Ian Lunn

Ian Lunn is a freelance front end developer using the latest web technologies to build creative and effective website for happy clients over the world. Ian's enthusiasm for utilising cutting edge technologies is matched by his dedication for advocating them; sharing experience with the community in his book CSS3 Foundations, through blog articles, via Twitter, and open source projects made available on GitHub.

Published Thoughts

In 2003 I was at college studying web technology. I was feeling pleased about my newly acquired knowledge of HTML right around the same time my friends started speaking highly of XHTML. I'd spent a lot of time learning HTML and really didn't like the idea of having to change what I had learnt; neither did my college course cover XHTML (despite it being widely used in the web industry at the time -- but that's another story).
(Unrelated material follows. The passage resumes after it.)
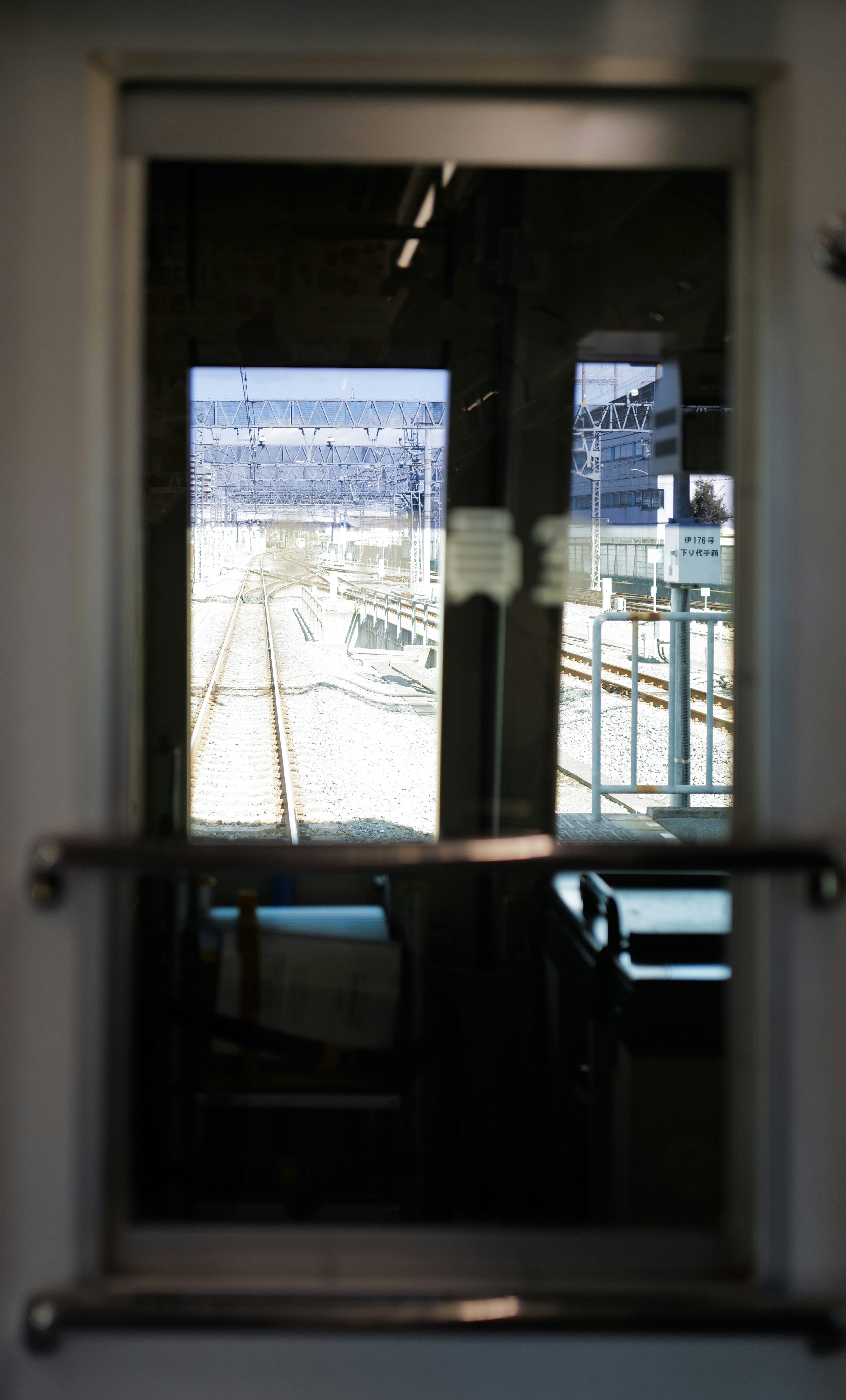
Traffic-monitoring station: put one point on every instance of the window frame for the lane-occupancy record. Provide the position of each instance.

After a few weeks of pretending XHTML didn't exist, my friends nagged me enough to finally spend some time reading about it. It turned out XHTML was very similar to HTML; in fact, my carefully written and validated HTML was XHTML. So proud of my progress, I hadn't spent the time to realise that XHTML was just a stricter way of writing HTML, which I was already doing.
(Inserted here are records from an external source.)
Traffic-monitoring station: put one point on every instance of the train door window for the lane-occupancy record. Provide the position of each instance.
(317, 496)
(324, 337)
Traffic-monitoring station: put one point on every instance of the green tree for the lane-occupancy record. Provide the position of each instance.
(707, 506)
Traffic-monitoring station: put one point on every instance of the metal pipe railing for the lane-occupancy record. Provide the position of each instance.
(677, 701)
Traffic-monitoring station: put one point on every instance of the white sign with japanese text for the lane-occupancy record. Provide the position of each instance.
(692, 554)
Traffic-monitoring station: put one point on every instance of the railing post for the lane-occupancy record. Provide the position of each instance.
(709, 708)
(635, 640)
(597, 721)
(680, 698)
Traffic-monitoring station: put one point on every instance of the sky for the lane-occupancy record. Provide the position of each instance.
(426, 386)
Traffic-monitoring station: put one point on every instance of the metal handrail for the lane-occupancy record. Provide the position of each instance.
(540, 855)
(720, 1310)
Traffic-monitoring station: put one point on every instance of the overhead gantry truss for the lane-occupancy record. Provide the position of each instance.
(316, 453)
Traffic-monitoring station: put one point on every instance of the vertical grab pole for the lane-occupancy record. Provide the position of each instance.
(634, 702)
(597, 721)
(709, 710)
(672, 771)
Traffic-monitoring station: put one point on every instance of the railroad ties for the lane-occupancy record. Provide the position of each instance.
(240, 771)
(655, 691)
Today the web industry is saturated with new technologies along with steadfast fans who insist you are "doing it wrong" if you're not using their beloved tools too. Whether you're experienced enough to have since waved goodbye to XHTML or a new comer to the web industry, you've most likely come across this off-putting attitude toward new technologies.

Before deciding you'll never learn a technology and it'll be of no use to you, consider that many technologies can be learnt very quickly. As I did back in 2003, with just 10 minutes of research you can decide whether that technology will work for you. Even if you choose not to use it, you can still add it to your list of skills and speak confidently about it amongst colleagues or in a job interview.

Some popular web technologies I've learnt over the last several years with just 10 minutes of research include: Markdown, HAML, SASS, Yeoman, Bower, AMD/Require.js, HTML5 Canvas, JavaScript Source Maps.